30 000 personnes manifestent à Sainte-Soline malgré la brutalité policière pour une avancée déterminante vers la fin des méga-bassines

Ce samedi 25 mars, c’est plus de 30 000 personnes qui se sont réunies près de Sainte-Soline à l’appel de la Confédération paysanne, Bassines Non Merci et les Soulèvements de la Terre mais aussi de plus de 100 organisations associatives et syndicales pour enfoncer le clou d’une mobilisation populaire grandissante et mettre un terme aux chantiers de méga-bassines.

La veille, le mouvement contre les méga-bassines avait déjà relevé le double défi d’installer un campement au petit matin à quelques encablures de la bassine de Sainte-Soline, puis de faire passer le convois de tracteurs de la Confédération paysanne en contourné les barrages policiers à travers champ pour rejoindre le campement.

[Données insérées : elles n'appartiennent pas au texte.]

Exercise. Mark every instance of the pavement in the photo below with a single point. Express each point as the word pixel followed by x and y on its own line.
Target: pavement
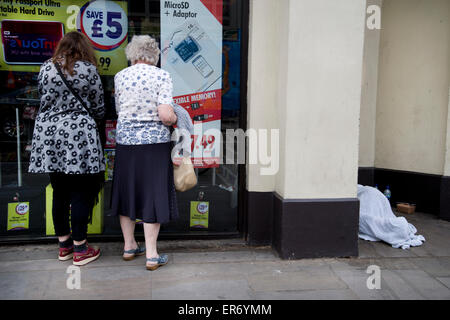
pixel 229 269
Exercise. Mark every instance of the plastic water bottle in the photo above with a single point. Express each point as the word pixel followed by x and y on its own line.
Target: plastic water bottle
pixel 388 193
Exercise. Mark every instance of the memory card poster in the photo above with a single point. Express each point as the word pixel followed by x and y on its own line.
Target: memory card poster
pixel 31 30
pixel 191 51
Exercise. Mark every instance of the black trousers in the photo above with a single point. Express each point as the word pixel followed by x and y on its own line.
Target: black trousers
pixel 74 197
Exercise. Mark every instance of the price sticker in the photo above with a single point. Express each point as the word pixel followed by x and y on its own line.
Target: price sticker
pixel 105 23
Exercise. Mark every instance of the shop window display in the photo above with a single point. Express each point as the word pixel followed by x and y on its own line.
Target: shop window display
pixel 201 48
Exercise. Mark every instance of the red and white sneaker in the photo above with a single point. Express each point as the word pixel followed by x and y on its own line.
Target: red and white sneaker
pixel 65 254
pixel 82 258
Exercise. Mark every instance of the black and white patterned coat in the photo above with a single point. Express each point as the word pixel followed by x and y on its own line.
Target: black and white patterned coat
pixel 65 138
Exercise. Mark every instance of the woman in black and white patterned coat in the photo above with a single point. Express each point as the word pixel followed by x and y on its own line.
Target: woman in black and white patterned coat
pixel 66 143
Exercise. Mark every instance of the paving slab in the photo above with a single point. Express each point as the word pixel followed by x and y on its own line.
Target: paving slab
pixel 339 294
pixel 444 280
pixel 426 285
pixel 356 280
pixel 401 289
pixel 203 289
pixel 314 278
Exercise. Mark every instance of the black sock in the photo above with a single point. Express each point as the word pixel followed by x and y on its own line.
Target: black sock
pixel 66 244
pixel 80 248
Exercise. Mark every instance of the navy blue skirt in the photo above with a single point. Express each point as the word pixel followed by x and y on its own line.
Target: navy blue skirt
pixel 143 186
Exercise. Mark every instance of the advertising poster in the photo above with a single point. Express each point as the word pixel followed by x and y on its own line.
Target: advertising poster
pixel 191 51
pixel 199 214
pixel 18 216
pixel 110 156
pixel 31 30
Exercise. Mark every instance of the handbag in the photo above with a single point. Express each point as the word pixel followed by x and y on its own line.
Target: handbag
pixel 184 175
pixel 99 123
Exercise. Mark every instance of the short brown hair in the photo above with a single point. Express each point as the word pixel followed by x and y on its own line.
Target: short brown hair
pixel 73 47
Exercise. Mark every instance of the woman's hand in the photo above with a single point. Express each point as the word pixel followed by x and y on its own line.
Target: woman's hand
pixel 166 114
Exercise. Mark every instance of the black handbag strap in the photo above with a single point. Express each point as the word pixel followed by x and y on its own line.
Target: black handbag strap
pixel 77 96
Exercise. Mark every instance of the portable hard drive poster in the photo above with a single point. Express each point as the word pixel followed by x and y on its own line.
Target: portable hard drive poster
pixel 31 30
pixel 191 51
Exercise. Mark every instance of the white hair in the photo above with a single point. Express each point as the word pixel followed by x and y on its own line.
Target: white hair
pixel 143 48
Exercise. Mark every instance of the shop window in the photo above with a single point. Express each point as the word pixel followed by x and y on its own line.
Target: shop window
pixel 205 63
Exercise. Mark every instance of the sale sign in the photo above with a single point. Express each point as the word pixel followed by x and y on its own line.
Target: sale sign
pixel 191 51
pixel 31 30
pixel 18 216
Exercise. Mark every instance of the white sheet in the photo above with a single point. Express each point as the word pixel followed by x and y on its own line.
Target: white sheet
pixel 377 222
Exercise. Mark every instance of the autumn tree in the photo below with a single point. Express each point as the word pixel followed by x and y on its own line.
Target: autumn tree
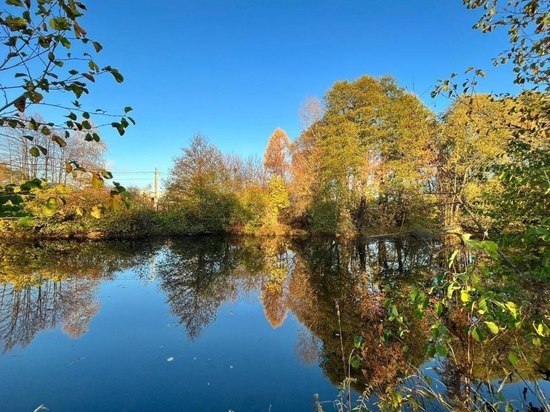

Samedi matin, les délégations internationales, les paysan-ne-s, syndicalistes, naturalistes, militant-e-s pour le climat et le partage de l’eau s’étaient tous retrouvés en masse puis répartis en 3 cortèges pour lancer ce qui sera la plus grande mobilisation anti-bassines à ce jour. Autour de totems de la faune menacée par les projets de bassines, la outarde, la loutre et l’anguille, les manifestant-es ont progressé dans les champs dans une ambiance déterminée  avec beaucoup de créativité, d’audace et d’union, loin du cliché vendu par Gerald Darmanin de 1000 individus isolés cherchant la violence. La Confédération paysanne de son côté a planté 300m de haies, essentielles pour un modèle agricole sobre en eau et respectueux de la biodiversité.

Les 30 000 personnes sont ainsi arrivées ensemble au pied du chantier de Sainte-Soline, qu’elles ont encerclé avec les forces de l’ordre arc-boutées autour de son périmètre. Des milliers de personnes avanaçaient en se tenant par la main, d’autres s’approchaient en groupe pour arracher les grilles.

Alors que le cortège jaune a réussi à s’introduire brièvement dans le chantier, les violences policières ont été sidérantes de brutalité : c’est pas moins de 200 blessés que nous recensons et d’autres continuent d’arriver. Parmi eux, une quarantaine de personnes ont des plaies profondes (délabrantes) et des éclats surtout au niveau des jambes et du visage, à cause des grenades de désencerclement et des tirs de LBD. Une dizaine de blessés graves ont même été transférés au CHU. Un manifestant est dans le coma avec son pronostic vital engagé, deux autres ont leur pronostic fonctionnel engagé. Cette violence est absolument criminelle quand on sait qu’il s’agissait pour la police d’uniquement protéger un cratère vide et de garder la face. Elle fait largement écho à la répression brutale subie par le mouvement social contre la réforme des retraites.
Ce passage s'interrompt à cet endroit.